In the context of Romans, there can be no question of Paul regarding homosexual
practice with the same moral indifference as matters of diet and calendar. This
is obvious from the beginning of his letter, where Paul in 1:24–27 treats
sexual “impurity” (Gk. akatharsia)
in general and homosexual practice in particular as egregious instances of
suppressing the truth about the way the Creator made us. It is also clear from
the middle of the letter, where Paul in 6:19 repeats the term “impurity” as a
description of behaviors that Christians must now either give up or face the
loss of eternal life. Finally, it is evident from the last stages of the
letter, where Paul in 13:13 includes “sexual misbehaviors” (Gk. koitai, literally “lyings”)
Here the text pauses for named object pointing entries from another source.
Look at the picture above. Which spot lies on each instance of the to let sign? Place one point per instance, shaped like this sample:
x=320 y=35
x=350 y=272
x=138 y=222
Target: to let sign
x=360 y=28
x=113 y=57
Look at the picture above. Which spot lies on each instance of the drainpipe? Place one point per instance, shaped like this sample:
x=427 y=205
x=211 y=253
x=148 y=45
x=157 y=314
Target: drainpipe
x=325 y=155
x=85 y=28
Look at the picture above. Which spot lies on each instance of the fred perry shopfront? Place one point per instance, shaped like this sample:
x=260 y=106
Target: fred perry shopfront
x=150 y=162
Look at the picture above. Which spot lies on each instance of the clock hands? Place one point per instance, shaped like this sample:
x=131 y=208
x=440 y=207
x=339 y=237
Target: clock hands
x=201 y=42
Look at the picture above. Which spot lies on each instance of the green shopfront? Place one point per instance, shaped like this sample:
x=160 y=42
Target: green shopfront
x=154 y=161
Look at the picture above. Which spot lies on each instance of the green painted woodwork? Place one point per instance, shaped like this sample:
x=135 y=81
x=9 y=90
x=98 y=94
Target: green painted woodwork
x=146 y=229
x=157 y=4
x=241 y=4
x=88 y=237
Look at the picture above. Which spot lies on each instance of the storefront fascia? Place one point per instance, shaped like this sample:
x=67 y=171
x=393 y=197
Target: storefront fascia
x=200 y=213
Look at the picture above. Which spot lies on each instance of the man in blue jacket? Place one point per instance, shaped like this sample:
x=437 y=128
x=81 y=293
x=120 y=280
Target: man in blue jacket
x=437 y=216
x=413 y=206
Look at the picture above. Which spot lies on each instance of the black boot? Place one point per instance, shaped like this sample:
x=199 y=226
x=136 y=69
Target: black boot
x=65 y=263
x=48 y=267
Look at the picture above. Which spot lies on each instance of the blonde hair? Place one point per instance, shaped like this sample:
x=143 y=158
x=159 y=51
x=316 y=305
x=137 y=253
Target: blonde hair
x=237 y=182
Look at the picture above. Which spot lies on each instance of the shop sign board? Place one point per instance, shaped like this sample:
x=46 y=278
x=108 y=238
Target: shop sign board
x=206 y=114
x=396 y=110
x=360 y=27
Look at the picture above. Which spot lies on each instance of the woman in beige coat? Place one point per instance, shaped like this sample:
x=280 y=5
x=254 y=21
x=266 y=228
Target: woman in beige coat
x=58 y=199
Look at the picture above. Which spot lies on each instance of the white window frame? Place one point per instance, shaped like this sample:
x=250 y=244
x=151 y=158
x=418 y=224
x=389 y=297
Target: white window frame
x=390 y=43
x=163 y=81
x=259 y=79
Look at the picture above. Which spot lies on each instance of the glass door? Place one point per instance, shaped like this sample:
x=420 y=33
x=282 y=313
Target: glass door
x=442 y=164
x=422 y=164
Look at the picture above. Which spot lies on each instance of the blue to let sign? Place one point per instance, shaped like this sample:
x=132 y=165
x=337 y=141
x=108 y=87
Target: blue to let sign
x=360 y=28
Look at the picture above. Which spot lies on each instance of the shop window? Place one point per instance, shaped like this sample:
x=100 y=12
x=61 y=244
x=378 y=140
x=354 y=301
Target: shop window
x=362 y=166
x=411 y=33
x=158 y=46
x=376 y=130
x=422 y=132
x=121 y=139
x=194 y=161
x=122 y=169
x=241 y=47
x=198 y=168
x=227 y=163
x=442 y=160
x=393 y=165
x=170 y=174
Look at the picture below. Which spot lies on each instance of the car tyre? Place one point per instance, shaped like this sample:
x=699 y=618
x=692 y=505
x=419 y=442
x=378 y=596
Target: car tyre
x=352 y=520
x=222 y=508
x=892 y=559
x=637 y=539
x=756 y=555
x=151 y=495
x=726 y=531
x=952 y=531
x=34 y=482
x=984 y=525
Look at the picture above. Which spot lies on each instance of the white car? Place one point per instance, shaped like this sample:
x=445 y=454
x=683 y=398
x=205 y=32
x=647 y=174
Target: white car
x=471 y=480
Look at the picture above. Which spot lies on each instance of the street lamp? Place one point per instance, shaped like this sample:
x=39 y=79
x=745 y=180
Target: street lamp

among acts that believers are required to put off (a term that calls to mind
Paul’s reference to arseno-koitai in 1 Cor 6:9 as a particular instance, “men
lying with a male”).
As the Apostolic Decree indicates (Acts 15:20), in the early church no
self-professed Christians who actively and impenitently engaged in sexual
immorality (porneia)
could become a member. Sexual offenders who were already members were put on
church discipline, to be sure as a remedial rather than a punitive measure (1
Cor 5).
The same scriptural justification City Church offers to treat as permissible
homosexual sex in the context of what City Church deems a marriage could be
used to say that incest is acceptable so long as it occurs in the context of a
“marriage” between consenting adults. At Corinth the solution for the
incestuous man was not to marry his stepmother but rather to cease from sexual
intercourse altogether with his stepmother. A homosexual “marriage,” like an
incestuous “marriage,” merely celebrates and regularizes (i.e. renders
long-term) the abhorrent sex. Marriage does not make unnatural acts more
natural.
Although the City Church letter appeals to Jesus’ mission to outcasts as a
basis for jettisoning a male-female requirement for marriage, it is difficult
to claim that the Jesus we encounter in Scripture would have countenanced
homosexual sex in the context of a “marriage.” Jesus appealed to the two-sexes
requirement for marriage (and thus for all sexual activity) given in Genesis
1:27 and 2:24 as the foundation upon which all sexual ethics must be based,
including the limitation of two persons to a sexual union. Just as Jesus did
not reach out to exploitative tax-collectors in order to justify their
exploitation of the poor, so too Jesus did not reach out to sexual sinners in
order to provide a platform for impenitent sexuality. He reached out to both
groups in order to call them to repentance so that they might inherit the very
Kingdom of God that he was proclaiming. That is true love, not the
impersonation of love now being peddled by City Church leadership.
The words of the risen Christ in Revelation 2–3 are apropos here:
“Remember, then, from where you have fallen and repent and do the first works.
But if not, I am coming to you and I will move your lampstand from its place,
if you do not repent. . . . In this way likewise, even you have those who hold
tightly to the teaching of the Nicolaitans [who promote sexual immorality]. So
repent. But if not, I am coming to you quickly and I will wage war with them by
means of the sword of my mouth.” The one who has ears to hear ought to hear.
Robert A. J. Gagnon is
an Associate Professor of New Testament at Pittsburgh Theological Seminary and
author of The Bible and Homosexual
Practice: Texts and Hermeneutics (Abingdon Press).
This article has been
updated to correct an inaccuracy about the size of City Church.